Newswise — Americans who get seriously ill from COVID-19 in 2021 might have to pay thousands of dollars in bills from their hospitals, doctors and ambulance companies, a new study suggests.
The new University of Michigan analysis has implications for both policymakers and people who haven’t yet gotten vaccinated. The authors published their findings as a preprint because of their timeliness, and are submitting their analysis for peer review.
Most health insurance companies voluntarily waived co-pays, deductibles and other cost-sharing for hospitalized COVID-19 patients in 2020, but many major insurers lifted those waivers in early 2021.
Based on data from actual patients hospitalized for COVID-19 last year, the study suggests the lack of waivers could mean bills of about $3,800 for people with job-related or self-purchased insurance, and $1,500 for people with Medicare Advantage plans.
“It is premature for insurers to stop protecting patients from the costs of COVID-19 hospitalizations,” says lead author Kao-Ping Chua, M.D., Ph.D., a health policy researcher and pediatrician at Michigan Medicine and the Susan B. Meister Child Health Evaluation Research Center. “Even though hospitalization levels are decreasing, more than 20,000 people are hospitalized for COVID-19 in the U.S. right now. The pandemic is not over.”
The new study analyzes more than 4,000 COVID-related hospitalizations of people with private insurance and Medicare Advantage insurance between March and September 2020. The data come from the IQVIA PharMetrics Plus for Academics Database, which includes claims data from multiple insurers across the U.S.
The researchers found that the vast majority of patients didn’t have to pay for hospital services such as room-and-board changes, suggesting their plans waived cost-sharing for bills sent by hospitals. However, among the few patients who did have to pay for hospital services - a sign that a waiver wasn’t in place – out-of-pocket costs were in the thousands of dollars.
“Our findings illustrate the potential burden that patients now may face if they are covered by insurers that never implemented cost-sharing waivers or let their waivers expire,” says Chua.
Waivers don’t always cover bills from doctors
The study also suggests that insurer cost-sharing waivers for COVID-19 hospitalizations don’t always cover all hospitalization-related care.
For example, patients in the study frequently received bills from the doctors who cared for patients in the hospital as well as from ambulance companies.
Overall, 71% of privately insured patients received a bill for any hospitalization-related service, with an average size of $788. Among those with Medicare Advantage coverage, 49% received a bill, with an average size of $277.
Chua notes that some insurers may only have waived cost-sharing for the hospital portion of the bill, but believes it is possible that some patients were mistakenly billed for services from doctors and ambulances because insurers implemented their waivers incorrectly or health care providers did not code all aspects of the care as being related to COVID-19.

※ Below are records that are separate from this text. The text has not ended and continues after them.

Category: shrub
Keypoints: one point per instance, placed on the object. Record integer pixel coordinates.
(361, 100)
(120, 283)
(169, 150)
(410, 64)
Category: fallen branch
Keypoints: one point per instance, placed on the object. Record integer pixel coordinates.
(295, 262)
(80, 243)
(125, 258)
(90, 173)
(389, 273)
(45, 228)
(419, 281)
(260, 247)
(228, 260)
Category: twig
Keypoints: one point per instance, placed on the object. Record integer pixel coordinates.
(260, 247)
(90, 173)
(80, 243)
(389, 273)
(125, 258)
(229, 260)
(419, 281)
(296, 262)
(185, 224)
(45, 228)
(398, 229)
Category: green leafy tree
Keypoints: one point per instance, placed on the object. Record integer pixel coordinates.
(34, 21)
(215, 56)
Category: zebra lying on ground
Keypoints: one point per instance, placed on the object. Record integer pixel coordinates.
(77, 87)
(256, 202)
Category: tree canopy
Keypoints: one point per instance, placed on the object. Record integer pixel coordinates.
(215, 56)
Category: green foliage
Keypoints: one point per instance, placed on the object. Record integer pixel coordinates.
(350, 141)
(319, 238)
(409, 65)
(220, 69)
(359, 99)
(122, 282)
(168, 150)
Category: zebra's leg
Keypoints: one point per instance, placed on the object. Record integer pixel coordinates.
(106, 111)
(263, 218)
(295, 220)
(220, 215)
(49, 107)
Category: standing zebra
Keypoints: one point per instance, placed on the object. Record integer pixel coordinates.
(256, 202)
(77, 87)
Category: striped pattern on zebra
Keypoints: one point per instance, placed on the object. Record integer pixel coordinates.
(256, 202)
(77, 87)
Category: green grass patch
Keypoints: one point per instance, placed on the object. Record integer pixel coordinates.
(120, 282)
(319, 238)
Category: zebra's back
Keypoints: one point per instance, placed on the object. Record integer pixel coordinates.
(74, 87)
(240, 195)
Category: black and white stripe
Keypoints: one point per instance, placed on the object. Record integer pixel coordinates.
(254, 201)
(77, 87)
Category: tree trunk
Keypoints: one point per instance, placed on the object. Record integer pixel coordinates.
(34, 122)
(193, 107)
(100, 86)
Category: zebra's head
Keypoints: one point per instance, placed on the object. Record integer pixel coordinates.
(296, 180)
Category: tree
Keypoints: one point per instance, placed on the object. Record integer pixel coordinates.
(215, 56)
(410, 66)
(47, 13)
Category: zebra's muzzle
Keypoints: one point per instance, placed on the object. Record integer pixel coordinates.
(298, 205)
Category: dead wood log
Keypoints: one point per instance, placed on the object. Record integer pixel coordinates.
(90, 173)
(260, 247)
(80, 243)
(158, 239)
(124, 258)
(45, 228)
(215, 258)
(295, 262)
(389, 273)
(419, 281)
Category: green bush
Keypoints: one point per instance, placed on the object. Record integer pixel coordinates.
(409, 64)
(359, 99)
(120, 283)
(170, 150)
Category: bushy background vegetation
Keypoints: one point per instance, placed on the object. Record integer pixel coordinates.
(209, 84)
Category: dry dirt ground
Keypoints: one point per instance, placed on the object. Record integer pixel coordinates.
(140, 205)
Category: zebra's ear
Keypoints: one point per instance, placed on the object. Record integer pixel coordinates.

For people who do receive a bill for COVID-19 hospitalization-related care, Chua recommends that they contact their insurer to ask whether the bill was sent in error.
Policy implications
To prevent other patients from getting the large bills sent to some patients in this study, Chua says federal policymakers could require insurers to waive costs of COVID-19 hospitalization-related care throughout the pandemic – just as they already do for COVID-19 testing and vaccination.
Hospitals that received special pandemic funding are already barred from billing patients directly for costs beyond what their insurance covers. Hospitals also get reimbursed by the federal government when they care for uninsured COVID-19 patients.
“Charging patients for COVID-19 hospitalizations makes little sense when the pandemic is still sending thousands of people to the hospital each week,” Chua says. “The threat of high costs might cause some patients with COVID-19 to delay going to the hospital, increasing their risk of severe illness or death.”
Chua and colleagues also recently published a paper looking at out-of-pocket costs for people over 65 in Medicare Advantage plans who were hospitalized for influenza, as a way to estimate potential out-of-pocket spending for COVID-19 hospitalizations. That paper found the average bill for influenza hospitalization was around $1,000.
In addition to Chua, the authors of the preprint are Nora Becker, M.D., Ph.D., a primary care physician and health economist from Michigan Medicine, and Rena Conti, Ph.D., an associate professor and health economist from Questrom Boston University School of Business.
Chua and Becker are members of the U-M Institute for Healthcare Policy and Innovation.